Upload and run Python scripts in flow deployments

If running your data flow requires executing a Python script, you have to upload it when creating your data flow deployment through the Deployment Wizard or the CLI. Follow these steps to configure your NiFi processors correctly and upload your Python script.

  1. Create your Python script and save it as a file.
    For example:
    print("Hello, World!")
  2. Open the flow definition which requires a Python script in NiFi.
  3. Add and configure an ExecuteStreamCommand processor to run your script.
    Make the following property settings:
    Command Arguments
    provide #{Script}
    Command Path
    provide python
    Leave all other properties with their default values.
  4. Add and configure a processor that allows uploading file-based resources as part of its deployment in CDF-PC.

    This procedure uses FetchHDFS as an example.

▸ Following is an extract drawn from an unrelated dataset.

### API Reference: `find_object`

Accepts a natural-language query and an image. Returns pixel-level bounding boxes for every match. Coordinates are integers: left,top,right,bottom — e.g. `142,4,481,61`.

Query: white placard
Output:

For this processor make the following configuration:

    Hadoop Configuration Resources
    provide #{Script}

    Leave all other parameters with their default values.

  5. Download the data flow as a flow definition from NiFi and import it to Cloudera DataFlow.
  6. Initiate a flow deployment from the Catalog. In the Parameters step of the Deployment Wizard, upload your Python script to the Script parameter. Complete the Wizard and submit your deployment request.
Your Python script is uploaded to the flow deployment and executed as part of the data flow.